Somethings make the end of the world worth worrying about.

“Are you sure you want to join the other adventurers for the Grand Coalition? If a battle starts up, there’s no guarantee there’ll be enough tanks and healers to go around,” Brendan asked, trying to imagine how he’d arrived at a place where taking part in an epic battle between good and evil was something he’d rather have no part of whatsoever.

“From what I’ve been hearing from the other adventurers, it sounds like it’s not a question of ‘if’ a battle with come, just ‘when’ and ‘where’ with the leading candidates being ‘soon’ and ‘more or less everywhere’. That’s why I have to join up,” Mellisandra said.

“Damn. I really wish I’d played more,” Brendan said. “Maybe if I’d been there as inspiration, we’d have you at the level cap already.”

“More levels would be nice, but it’s not like there haven’t been other crises before. We’ll handle this one like we did the others.” Mellisandra had left her room at the Inn and was mingling with the crowd of adventurers outside a nearby tavern. 

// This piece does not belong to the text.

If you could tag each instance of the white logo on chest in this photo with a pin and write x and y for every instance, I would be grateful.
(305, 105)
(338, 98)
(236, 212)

That she was talking to an unseen friend wasn’t drawing any attention since roughly 90% of the other adventurers were doing the same. In those cases, their communication was with distant guildmates or party members. From what Mellisandra had been able to determine, none of them were in direct contact with their ‘Inspirations’, though more than a few, possibly the majority in fact, were reporting that they’d found “new inspiration” – something within themselves that tied them to something greater still, rather than the sense of their ‘Inspiration’ being granted by an external power.

“How did we handle the other ones?” Brendan asked. “Let the high level characters tackle it?”

“Sure. The parts of it that they could. But there’s always enough trouble to go around and all we can do when we’re faced with hard times is manage them with the tools and talents we have. It’s not perfect, and sometimes we’ll fail, but even then we have to believe that our efforts matter. Maybe we hold the gap for one extra minute, or knock off an extra one percent health from a monster, and maybe that’s enough for someone else to rally to the position, or someone else to take the monster down. It’s investing in little miracles that we can never be sure of the outcome of, but if we don’t try, we’ll never make it to see the big ones.”